Tener una ventana para gritar.
No
recuerdo con exactitud cuándo fue la primera vez que sentí la necesidad de
escribir. Hace muchos años había comprado una pequeña libreta, un esfero y
empecé por lo que entonces me parecía sencillo: describir como me siento, pero
con el tiempo nos damos cuenta que resulta ser lo más difícil. Luego de la
libreta empezaron los párrafos entre las hojas de los cuadernos del colegio y
después, con Internet, se abrió el mundo. Era inconstante e intermitente, igual
que ahora. Lo cierto es que la necesidad por expresarse es inherente al hombre
y esa necesidad, como todas, morirá con él.
Decir
de entrada que los blogs como tal han muerto me parece incorrecto. Casi todos
los medios de comunicación (por lo menos los que conozco) han integrado los
blogs a sus portales de forma exitosa. Por ejemplo, La Silla Vacía tiene una
sección de blogs de opinión
bastante frecuentado, o El País, que tiene un excelente blog de viajes (el Blog de Paco Nadal) que también
tiene bastantes visitas, suponiendo que el número de visitas y comentarios sean
síntoma de vida. De igual forma, algunos sectores de la sociedad, alejándose
justamente de los medios oficiales han encontrado en los blogs el espacio
propicio para colgar material, como la campaña contra la
gran mineria o las discusiones sobre el fuero penal militar.

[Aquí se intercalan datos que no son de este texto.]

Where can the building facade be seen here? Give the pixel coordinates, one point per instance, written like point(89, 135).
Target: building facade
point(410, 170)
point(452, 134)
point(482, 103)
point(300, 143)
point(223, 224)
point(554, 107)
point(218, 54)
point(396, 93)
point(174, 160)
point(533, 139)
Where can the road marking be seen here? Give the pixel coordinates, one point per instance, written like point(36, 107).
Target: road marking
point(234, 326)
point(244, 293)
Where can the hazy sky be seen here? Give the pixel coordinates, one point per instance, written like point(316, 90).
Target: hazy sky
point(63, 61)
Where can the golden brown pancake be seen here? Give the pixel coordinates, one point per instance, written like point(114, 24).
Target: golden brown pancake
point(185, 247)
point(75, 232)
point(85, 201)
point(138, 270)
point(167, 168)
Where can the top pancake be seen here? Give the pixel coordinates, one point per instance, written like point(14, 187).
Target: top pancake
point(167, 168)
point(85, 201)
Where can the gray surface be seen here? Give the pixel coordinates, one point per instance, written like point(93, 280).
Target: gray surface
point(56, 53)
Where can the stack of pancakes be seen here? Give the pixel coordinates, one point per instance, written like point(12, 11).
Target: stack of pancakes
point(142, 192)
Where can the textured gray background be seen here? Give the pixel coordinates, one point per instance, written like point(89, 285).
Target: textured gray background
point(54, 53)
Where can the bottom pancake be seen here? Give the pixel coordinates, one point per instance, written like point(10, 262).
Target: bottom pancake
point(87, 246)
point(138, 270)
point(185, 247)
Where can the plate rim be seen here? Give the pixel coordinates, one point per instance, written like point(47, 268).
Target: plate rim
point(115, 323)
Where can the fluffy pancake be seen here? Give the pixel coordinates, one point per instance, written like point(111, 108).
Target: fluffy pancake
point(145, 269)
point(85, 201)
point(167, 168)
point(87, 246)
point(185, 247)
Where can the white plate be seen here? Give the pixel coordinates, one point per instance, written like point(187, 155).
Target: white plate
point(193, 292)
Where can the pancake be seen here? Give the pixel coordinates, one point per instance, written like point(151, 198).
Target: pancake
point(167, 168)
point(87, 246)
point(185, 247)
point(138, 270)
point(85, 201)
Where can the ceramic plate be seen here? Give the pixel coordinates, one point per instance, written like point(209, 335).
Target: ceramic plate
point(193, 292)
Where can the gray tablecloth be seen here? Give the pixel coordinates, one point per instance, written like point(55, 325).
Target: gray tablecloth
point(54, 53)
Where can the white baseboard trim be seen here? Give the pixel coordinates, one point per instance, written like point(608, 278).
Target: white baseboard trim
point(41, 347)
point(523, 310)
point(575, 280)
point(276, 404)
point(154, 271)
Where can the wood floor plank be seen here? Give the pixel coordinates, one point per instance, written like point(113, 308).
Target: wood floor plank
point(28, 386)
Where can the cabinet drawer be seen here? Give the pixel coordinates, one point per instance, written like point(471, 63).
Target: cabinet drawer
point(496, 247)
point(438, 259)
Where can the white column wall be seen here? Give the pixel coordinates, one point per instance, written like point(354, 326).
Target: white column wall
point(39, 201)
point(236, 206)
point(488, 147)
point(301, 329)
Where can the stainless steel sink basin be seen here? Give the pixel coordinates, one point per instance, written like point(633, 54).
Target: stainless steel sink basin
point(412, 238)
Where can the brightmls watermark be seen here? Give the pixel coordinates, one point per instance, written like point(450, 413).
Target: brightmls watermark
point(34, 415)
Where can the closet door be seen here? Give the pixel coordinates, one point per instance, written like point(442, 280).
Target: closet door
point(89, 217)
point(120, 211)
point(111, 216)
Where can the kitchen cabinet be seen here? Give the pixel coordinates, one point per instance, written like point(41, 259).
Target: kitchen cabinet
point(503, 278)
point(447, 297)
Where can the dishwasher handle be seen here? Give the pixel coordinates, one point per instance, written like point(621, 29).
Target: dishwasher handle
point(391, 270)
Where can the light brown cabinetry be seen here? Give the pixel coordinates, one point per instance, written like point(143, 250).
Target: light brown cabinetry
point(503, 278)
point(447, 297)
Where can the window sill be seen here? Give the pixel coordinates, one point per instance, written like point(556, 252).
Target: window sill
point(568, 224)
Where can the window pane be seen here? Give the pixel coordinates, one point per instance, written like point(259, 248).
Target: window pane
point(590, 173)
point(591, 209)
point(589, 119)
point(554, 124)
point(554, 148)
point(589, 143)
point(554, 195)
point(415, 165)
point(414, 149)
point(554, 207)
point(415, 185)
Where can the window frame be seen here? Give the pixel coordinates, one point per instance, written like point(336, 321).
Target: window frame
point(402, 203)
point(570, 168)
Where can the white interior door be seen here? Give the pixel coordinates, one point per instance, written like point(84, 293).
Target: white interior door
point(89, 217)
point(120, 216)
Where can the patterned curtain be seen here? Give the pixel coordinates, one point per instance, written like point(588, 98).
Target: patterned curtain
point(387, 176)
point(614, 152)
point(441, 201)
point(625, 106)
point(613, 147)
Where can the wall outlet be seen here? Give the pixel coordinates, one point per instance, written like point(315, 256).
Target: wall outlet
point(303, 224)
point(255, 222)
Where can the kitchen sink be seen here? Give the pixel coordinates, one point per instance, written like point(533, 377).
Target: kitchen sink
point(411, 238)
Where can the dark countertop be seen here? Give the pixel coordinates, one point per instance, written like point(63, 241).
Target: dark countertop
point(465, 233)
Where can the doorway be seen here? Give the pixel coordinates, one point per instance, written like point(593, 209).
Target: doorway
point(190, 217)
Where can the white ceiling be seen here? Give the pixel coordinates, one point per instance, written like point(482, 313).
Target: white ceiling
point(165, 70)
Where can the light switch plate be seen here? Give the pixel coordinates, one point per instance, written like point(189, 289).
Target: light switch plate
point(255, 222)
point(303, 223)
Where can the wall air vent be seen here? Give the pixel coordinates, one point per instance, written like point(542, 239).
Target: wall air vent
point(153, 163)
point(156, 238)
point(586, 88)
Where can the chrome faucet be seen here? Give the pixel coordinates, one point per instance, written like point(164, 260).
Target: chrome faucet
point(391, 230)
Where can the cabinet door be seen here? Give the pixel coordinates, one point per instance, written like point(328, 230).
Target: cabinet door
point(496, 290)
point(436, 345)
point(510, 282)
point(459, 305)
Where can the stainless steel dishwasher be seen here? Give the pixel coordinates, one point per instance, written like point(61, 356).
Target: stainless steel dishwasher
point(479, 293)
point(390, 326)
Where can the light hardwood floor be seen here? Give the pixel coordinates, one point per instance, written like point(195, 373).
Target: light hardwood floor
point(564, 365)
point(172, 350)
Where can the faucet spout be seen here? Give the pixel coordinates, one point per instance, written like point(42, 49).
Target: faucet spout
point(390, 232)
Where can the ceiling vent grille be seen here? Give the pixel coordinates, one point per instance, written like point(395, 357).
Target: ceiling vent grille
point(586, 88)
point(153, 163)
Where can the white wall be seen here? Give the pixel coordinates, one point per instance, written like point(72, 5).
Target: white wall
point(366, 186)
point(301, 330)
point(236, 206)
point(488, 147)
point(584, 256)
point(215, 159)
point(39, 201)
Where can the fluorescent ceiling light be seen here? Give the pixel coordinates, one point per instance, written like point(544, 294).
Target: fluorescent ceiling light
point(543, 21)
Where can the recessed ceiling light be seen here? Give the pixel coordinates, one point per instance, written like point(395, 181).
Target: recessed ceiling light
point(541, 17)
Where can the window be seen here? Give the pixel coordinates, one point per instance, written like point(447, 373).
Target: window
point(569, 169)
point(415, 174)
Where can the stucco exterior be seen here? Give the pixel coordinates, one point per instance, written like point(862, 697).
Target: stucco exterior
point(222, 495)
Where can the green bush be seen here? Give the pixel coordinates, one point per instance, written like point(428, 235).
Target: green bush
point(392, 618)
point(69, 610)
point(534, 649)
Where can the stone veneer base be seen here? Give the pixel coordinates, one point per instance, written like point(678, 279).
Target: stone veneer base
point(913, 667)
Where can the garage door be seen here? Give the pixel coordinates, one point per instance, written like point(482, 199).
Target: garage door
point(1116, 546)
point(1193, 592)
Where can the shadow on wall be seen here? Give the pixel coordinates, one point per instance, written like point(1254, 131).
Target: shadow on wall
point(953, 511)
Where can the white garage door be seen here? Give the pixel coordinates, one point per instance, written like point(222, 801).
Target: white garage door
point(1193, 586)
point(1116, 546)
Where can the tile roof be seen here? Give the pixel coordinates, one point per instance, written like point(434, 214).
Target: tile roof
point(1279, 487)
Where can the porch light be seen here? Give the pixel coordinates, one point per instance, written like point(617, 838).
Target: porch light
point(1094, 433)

Incluso, Twitter que se lanzó como microblogging y nadie discute su triunfo in
crescendo, (ni tan) recientemente su cofundador lanzó Medium, su propia
plataforma para blogs.
Curiosamente,
la idea de que “los blogs han muerto” se reanuda cada año y no sé realmente
cuántas entradas hay bajo el mismo nombre defendiendo o atacando esta idea.
Llevan años matando los blogs y ahí están.
Pero
es cierto que estos diminutos espacios sin temas definidos son los que tienen
la tasa de mortalidad más alta. No hay que ser un genio para saber que los
blogs de carácter personal padecen de lo mismo. Seguramente muchos se
encuentran haciendo lo mismo que hacían en su blog pero desde otras
plataformas; otros pocos mantendrán su blog y son activos en las redes
sociales. Pero se abren menos blogs personales que aquellos que se abandonan.